Änderung in den räumlichen Anforderungen
Statt einer Liege muss eine Sitzgelegenheit im Anpassbereich nachgewiesen werden:
gültig für 05B „Bandagen, 17A „Kompressionsstrümpfe, 20E „Sitzringe“
Entfall Anpassbereich: 99I „Läuse- und Nissenkämme, 99K „Schutzringe für Brustwarzen“

Änderung der Qualifikationen für die fachliche Leitung:
Ersatz der Qualifikationen Systemelektroniker/in und Elektromechaniker/in durch allgemeinere Formulierung
Zusammenführung medizintechnischer Qualifikationen

Aufnahme von Rettungssanitäter/-in u. Rettungsassistent/-in (RS) und Notfallsanitäter/in (NS) für den neuen VB 19C18 „Hausnotrufsysteme“, Verfahren zur Anerkennung der gleichwertigen Qualifikation entfällt dadurch  

VB 19C18 „Hausnotrufsysteme:

2 neue organisatorische Anforderungen:
„Hausnotrufzentrale mit täglich 24 Std. telefonischer Erreichbarkeit von qualifiziertem Personal“
Nachweis: Eigenerklärung
„Sicherstellung der Funktionsfähigkeit der Hausnotrufzentrale bei Stromausfällen“
Nachweis: Eigenerklärung
Übergangsfrist: Re-Präqualifizierung ,Vertragliche Regelungen


23.02.2024
Neu!

Akkreditierung für Scope 3 "Hörgeräteakustiker"

 

 

Ab sofort können auch Hörgeräteakustiker von uns präqualifiziert werden. Scope 3 wurde im Rahmen unserer Re-Akkreditierung als neuer Scope zu unserem Geltungsbereich hinzugefügt. 

 


23.02.2024
Agentur für Präqualifizierung erneut nach ISO 17065 akkreditiert

DAkkS bestätigt Re-Akkreditierung

 

Gute Nachrichten für uns und unsere Kunden: Die Re-Akkreditierung bei der DAkkS war erfolgreich!

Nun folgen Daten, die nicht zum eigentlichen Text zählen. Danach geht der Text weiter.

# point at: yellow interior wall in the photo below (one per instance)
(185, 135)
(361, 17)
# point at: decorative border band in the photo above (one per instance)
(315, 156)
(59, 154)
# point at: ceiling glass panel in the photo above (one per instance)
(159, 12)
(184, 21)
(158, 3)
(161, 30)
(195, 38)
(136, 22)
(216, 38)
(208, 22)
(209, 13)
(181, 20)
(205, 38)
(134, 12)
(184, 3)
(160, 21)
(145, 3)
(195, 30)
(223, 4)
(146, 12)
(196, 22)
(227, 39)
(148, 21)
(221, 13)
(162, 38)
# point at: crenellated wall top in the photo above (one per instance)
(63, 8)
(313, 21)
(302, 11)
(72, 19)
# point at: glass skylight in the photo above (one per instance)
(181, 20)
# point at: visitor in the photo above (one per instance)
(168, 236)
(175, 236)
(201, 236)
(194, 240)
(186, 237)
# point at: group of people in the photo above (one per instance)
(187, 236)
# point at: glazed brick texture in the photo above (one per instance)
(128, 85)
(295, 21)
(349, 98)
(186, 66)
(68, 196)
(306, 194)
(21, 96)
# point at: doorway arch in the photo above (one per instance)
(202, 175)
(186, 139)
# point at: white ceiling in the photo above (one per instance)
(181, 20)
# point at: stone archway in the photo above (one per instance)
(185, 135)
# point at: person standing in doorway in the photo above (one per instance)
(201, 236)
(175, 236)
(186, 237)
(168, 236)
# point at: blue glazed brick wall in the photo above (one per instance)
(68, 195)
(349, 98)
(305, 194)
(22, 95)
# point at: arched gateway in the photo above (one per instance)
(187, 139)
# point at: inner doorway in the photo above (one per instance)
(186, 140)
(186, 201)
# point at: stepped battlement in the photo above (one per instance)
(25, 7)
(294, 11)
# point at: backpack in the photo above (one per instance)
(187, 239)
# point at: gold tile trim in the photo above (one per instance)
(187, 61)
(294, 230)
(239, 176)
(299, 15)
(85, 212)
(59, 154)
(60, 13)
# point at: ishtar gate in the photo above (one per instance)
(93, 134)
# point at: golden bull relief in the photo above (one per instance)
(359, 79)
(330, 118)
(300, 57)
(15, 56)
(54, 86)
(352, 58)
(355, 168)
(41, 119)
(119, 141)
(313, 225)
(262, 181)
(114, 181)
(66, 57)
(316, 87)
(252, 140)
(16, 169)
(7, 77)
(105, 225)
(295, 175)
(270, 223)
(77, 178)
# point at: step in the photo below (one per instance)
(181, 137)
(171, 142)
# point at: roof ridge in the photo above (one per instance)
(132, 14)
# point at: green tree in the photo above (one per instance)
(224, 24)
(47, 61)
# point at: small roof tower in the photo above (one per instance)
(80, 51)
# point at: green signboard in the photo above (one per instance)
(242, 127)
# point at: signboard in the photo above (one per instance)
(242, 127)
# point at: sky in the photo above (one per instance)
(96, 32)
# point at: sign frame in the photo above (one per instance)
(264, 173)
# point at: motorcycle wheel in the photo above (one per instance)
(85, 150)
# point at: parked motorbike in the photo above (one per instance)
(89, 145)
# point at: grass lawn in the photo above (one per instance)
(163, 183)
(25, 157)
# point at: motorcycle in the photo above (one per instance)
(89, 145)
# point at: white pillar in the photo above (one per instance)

Die Akkreditierung ist Grundlage für die Tätigkeit einer Präqualifizierungsstelle. Seit 2019 müssen alle Präqualifizierungsstellen bei der DAkkS nach Norm ISO 17065 akkreditiert sein, um Präqualifizierungen für Leistungserbringer durchführen zu können. Eine Akkreditierung ist 5 Jahre gültig, sie wird jährlich mittels eines mehrtägigen Audits auf Konformität geprüft. Unsere Akkreditierung wurde bestätigt bis Februar 2029.

 


09.02.2024

Stand: 09.02.2024 – Angaben ohne Gewähr

Mögliche Details der PQ-Vereinbarung zwischen DAV und GKV-SV ab 01.04.2024 

Der DAV und der GKV-SV haben Ende Januar eine Vereinbarung darüber getroffen, für welche öffentlichen Apotheken zukünftig Hilfsmittel nicht mehr präqualifiziert werden müssen. Es scheint so zu sein, dass nicht alle Hilfsmittel davon betroffen sind und somit weiterhin Hilfsmittel von öffentlichen Apotheken einer Präqualifizierung unterliegen. Die Neuregelung könnte ab 01.04.2024 in Kraft treten, vorausgesetzt die Gremien der Verhandlungspartner stimmen der Vereinbarung zu. Diese Zustimmung ist für den 19.02.2024 geplant.
Mehr Informationen dazu können Sie den Medien für Apotheker entnehmen, bspw. bei der PZ: https://www.pharmazeutische-zeitung.de/das-sind-die-details-der-praequalifizierungs-vereinbarung-145325/
Achtung vor Versorgungslücken!

Für eine Reihe von Versorgungsbereichen wird somit weiterhin eine Präqualifizierung notwendig bleiben. Die mit Apotheken geschlossenen Verträge für diese Bereiche gelten weiterhin über die gesamte Laufzeit der Präqualifizierung und stellen sicher, dass weiterhin mit den Krankenkassen abgerechnet werden kann. Bitte achten Sie im Falle einer Kündigung darauf, dass Ihnen keine Versorgungslücke entsteht und somit eine Retaxation droht.

Sobald uns nähere Informationen zur Vereinbarung zwischen DAV und GKV-SV vorliegen, werden wir auf unserer Homepage darüber berichten.

 


30.01.2024

Neue Voraussetzungen für die Abgabe von Stomahilfen VB 29A

700 Unterrichts-Stunden Fortbildung nicht zwingend notwendig!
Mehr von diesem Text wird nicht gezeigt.